I really love how this brings actual workflow automation directly into WordPress forms instead of just collecting flat data. Congrats on the launch today! Do you support conditional routing to different third-party webhooks natively within those workflows?
IvyForms
@doganakbulut Thank you so much! We really appreciate it. 🙌
Yes! You can combine conditional logic with our integrations and webhooks to build different workflows based on user input.
For example, you can trigger different actions depending on the submitted values, allowing you to route data where it needs to go and automate different business processes - all without writing custom code.
We're continuing to expand our automation capabilities, but making workflows flexible and easy to build has been one of our main goals from day one.
the deep integration with wpDataTables and Amelia is clearly the selling point, but it makes me wonder about the flip side: if a site outgrows WordPress entirely down the line, how portable is the structured data and workflow logic? like can you export the conditional logic rules and calculated fields in some reusable format, or is that value basically locked into staying on WP once you've built it out
Trafft
@galdayan thank you for your support! And it's a great question - so far we didn't build the out-of-wp version - but the way we strore the data would allow it to be "portable" if necessary.
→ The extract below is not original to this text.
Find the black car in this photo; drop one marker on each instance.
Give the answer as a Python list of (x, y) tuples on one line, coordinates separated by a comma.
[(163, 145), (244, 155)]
the "submissions into workflows" framing is what separates this from a basic form builder. most wordpress form plugins stop at collecting data and then you're manually moving entries into whatever system actually needs them. curious how deep the workflow side goes, can it trigger external actions like sending to a CRM or slack on submission, or is the workflow management mostly within the plugin itself?
IvyForms
@shubham4real Great question! Our goal is to go beyond simply collecting submissions. IvyForms already supports webhooks, so you can send data to thousands of apps and CRMs that support them.
We also have a direct Mailchimp integration, with Zapier and Google Sheets integrations rolling out by the end of this week.
It will be available and REST API for developers who want to build custom workflows. And yes, Slack is already in progress and will be available very soon as a native integration.
If you have a specific workflow in mind, we'd genuinely love to hear it. Real customer use cases help shape what we build next.